Friday: Standing Shoulder Press, Weighted Pull Ups, Barbell Curls

Sat & Sun: Rest

Im not following a strict diet. Going to eat as much clean food as possible. Will be taking atleast 1 muscle milk shake a day, 1 tablespoon of flax ooil before bed, 5g creatine, and a nitro sup. If i dont make any good gains the first month or if i gain too much fat, i will probably get on a plan.


----------



## patricio223 (Apr 13, 2005)

did day 1 yesterday and i am really sore in my hamstrings, upper back, and lower back. Finished day 2 this morning and i am feeling pretty good. Im going to get some pics up tonight hopefully so i can do a before and after kind of deal. Getting my no2 in the mail today


----------



## primus_122 (Apr 13, 2005)

No2 is suposed to be over hyped, ive never tried it but because ive never heard anything good about it.  How many reps and sets are you doing? Good luck


----------



## patricio223 (Apr 13, 2005)

i am doing reverse training so i am doing 10x3reps first week 10x4 week 2 and 10x5 week 3. then recalculating strength and starting over. May not be your typical routine, but i wanted to give it a try.


----------



## patricio223 (Apr 14, 2005)

My upper chest is killing me from day 2 right now. I started no2 last night, woke up this morning with a raging hard on  

Finished the 3rd workout today. Deadlift went smooth, front squats were bad because i didnt have the right equipment for it(looking for a replacement), and i had to do knee ups on a dip machine because im too tall


----------



## patricio223 (Apr 17, 2005)

Have had two days off over the weekend, and im feeling good about this bulk. 
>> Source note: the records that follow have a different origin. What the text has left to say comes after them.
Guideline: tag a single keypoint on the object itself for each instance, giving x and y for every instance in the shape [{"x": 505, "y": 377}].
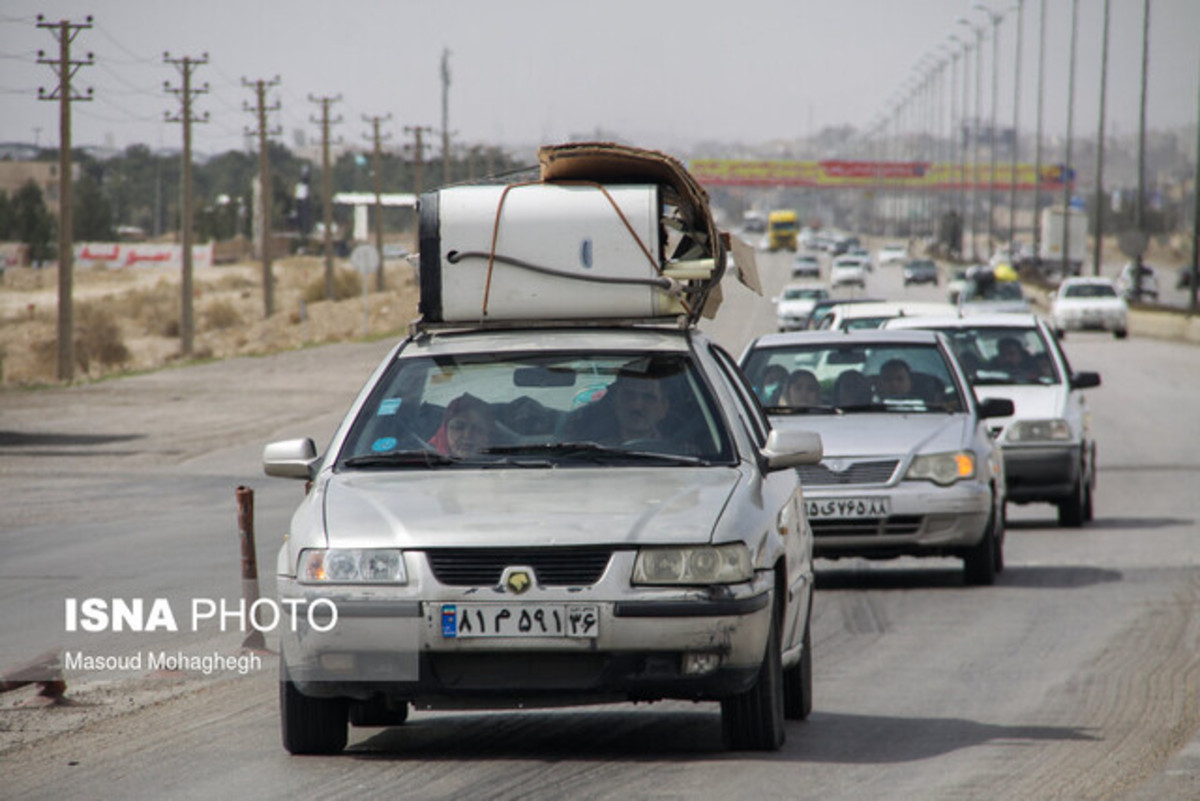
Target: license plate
[
  {"x": 468, "y": 620},
  {"x": 847, "y": 507}
]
http://img164.echo.cx/my.php?image=13sf.jpg

http://img164.echo.cx/my.php?image=27yx.jpg


----------



## patricio223 (Apr 18, 2005)

Finished workout D this morning. I had to change the shoulder press to use cables instead of the bar because it was flaring up the tendonitis in my forearms. Also had to change the bar to dumbells on the curls for the same reason. Overall a good workout I think


----------



## Pylon (Apr 18, 2005)

How did you put your lifts together?  Are you working from a plan your put together or found?  Just curious, as it seems to moves things around, which is something I expect more from someone looking to loose size, not bulk up.  
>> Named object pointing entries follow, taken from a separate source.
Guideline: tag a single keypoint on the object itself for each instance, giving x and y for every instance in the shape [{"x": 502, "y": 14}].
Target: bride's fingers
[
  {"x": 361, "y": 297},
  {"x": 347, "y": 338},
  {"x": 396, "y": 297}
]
 Also, get on a food plan now, rather than waiting for results you don't like.  That way you don't loose a month getting on the best path.  Good luck!


----------



## patricio223 (Apr 20, 2005)

Thanks for the advice. I took this plan out of a mens fitness magazine. I was thinking of making a diet list with the right amount of protein/carb/fats/cals and just making sure i eat everything on the list instead of having a regimented plan. I tried a set plan before and it didnt work out too well. Only adjustment i would make is protein shake before workout, and some good fats before bed. Definately put some carbs after my workouts, especially if i w/o in the morning. What exactly do you mean by "it seems to moves things around, which is something I expect more from someone looking to loose size".


----------



## Pylon (Apr 20, 2005)

Well, your movements look like that bounce around the body, rather than target one area (legs, arms, back etc.)  Yours seem to move around a little more.  For example, 

 Tuesday: Bench Press (chest), Bentover Row (back), Weighted Dips (tris)
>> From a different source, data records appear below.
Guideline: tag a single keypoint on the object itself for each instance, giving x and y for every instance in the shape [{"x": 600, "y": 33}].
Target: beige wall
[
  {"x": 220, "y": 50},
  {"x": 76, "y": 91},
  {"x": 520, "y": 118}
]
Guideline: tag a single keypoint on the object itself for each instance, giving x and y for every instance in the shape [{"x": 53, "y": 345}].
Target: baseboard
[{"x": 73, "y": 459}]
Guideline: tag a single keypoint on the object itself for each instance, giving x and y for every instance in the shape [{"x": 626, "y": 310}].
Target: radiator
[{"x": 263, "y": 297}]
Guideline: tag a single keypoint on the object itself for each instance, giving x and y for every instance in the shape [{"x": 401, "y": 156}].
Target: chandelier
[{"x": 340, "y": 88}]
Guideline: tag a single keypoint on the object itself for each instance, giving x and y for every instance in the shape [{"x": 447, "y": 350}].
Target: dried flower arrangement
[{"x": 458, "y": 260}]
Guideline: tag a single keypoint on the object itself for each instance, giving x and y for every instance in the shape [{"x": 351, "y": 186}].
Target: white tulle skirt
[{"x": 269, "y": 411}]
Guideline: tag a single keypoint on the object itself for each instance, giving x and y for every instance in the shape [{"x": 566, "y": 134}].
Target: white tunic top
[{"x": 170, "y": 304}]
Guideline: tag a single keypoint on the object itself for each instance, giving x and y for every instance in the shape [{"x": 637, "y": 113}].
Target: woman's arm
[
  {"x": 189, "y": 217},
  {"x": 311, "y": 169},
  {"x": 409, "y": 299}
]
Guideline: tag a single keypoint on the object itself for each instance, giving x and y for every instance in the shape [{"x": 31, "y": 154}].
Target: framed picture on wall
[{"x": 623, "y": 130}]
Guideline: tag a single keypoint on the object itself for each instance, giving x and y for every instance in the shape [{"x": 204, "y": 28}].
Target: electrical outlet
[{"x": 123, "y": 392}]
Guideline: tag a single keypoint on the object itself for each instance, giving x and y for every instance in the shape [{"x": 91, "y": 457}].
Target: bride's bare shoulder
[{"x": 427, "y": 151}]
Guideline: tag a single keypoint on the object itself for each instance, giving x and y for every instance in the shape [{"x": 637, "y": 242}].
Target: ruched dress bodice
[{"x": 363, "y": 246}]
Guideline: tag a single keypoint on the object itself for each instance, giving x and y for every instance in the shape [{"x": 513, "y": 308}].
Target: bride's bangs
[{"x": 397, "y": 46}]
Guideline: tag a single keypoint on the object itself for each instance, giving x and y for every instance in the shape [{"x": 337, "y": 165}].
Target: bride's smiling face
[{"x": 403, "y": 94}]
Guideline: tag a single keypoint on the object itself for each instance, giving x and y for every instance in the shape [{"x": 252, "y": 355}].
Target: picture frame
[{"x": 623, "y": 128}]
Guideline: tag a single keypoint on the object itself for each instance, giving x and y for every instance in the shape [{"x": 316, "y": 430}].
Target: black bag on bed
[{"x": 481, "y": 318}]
 Not that there is anything wrong with that at all.  It just seems like most mass building plans focus more on one area at a time, hitting the muscle group from different angles (incline press, pec deck, decline flyes, etc.)  

 Again, this is all just what I've seen, and I'm no expert by any means.  If it's working for you, great!  When you are first starting out, just looking at weights can make you grow.  Just keep it mind when you start to feel like you aren't growing as much anymore, and you are looking to change.  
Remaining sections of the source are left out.